Figure 6. Overexpression of EL and LMW-E differentially deregulates PLK1 and leads to its mislocalization.

A, pTRE-EL and B, pTRE-LMW-E cells were synchronized at the G1/S transition by aphidicolin block, induced with Dox for 24 h, released for the indicated times, and subjected to IP with anti-PLK1. Kinase activity was measured using α–casein as a substrate. Coomassie-stained gel of IgG (CB) was used as a loading control. Right panels, PLK1 kinase activity in A and B was measured by densitometry and normalized to the activity in the uninduced condition. +/- SD obtained from at least three independent experiments.

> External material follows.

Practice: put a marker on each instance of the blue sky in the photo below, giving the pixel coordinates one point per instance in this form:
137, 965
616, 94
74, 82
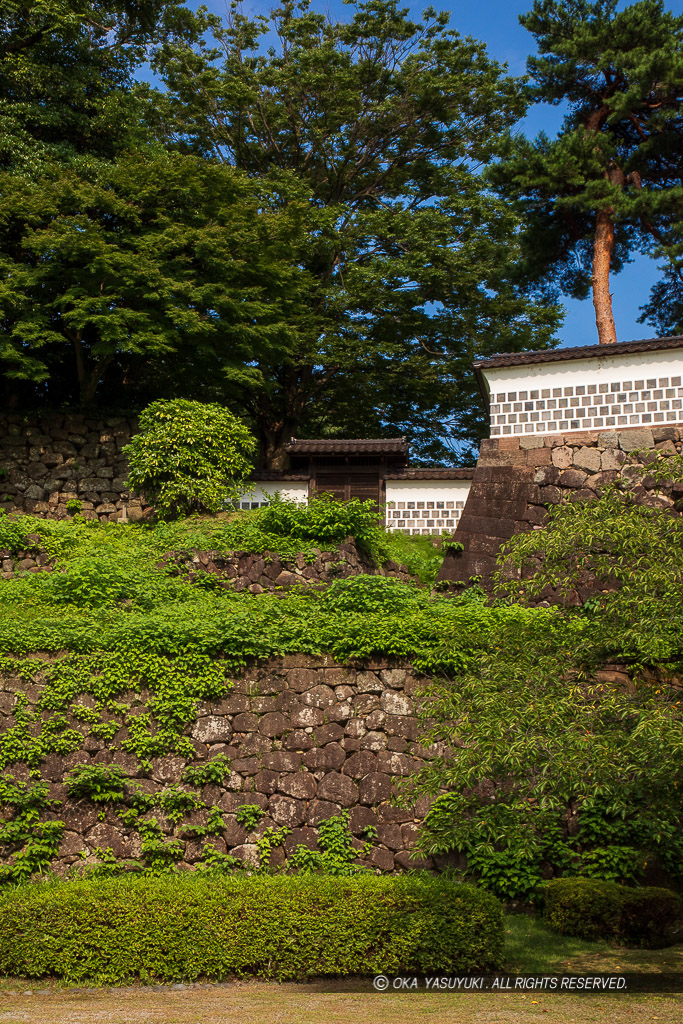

C, pTRE-LMW-E cells were treated with Dox for 24 h, including a 16 h nocodazole treatment, and analyzed by western blotting for cyclin E, PLK1, and vinculin. Kinase activity was measured as in A and the bands corresponding to the α-casein were quantitated and depicted as bar graphs. D, pTRE-LMW-E cells were induced to express LMW-E by treatment with Dox for 24 h or depleted of Cdc25C by treating with a Cdc25C-specific siRNA for 72 h. Cells were costained for cyclin E (red), PLK1 (green), and DNA (blue) (top panels) and for PLK1 (green) or Cdc25C (red) (bottom panels).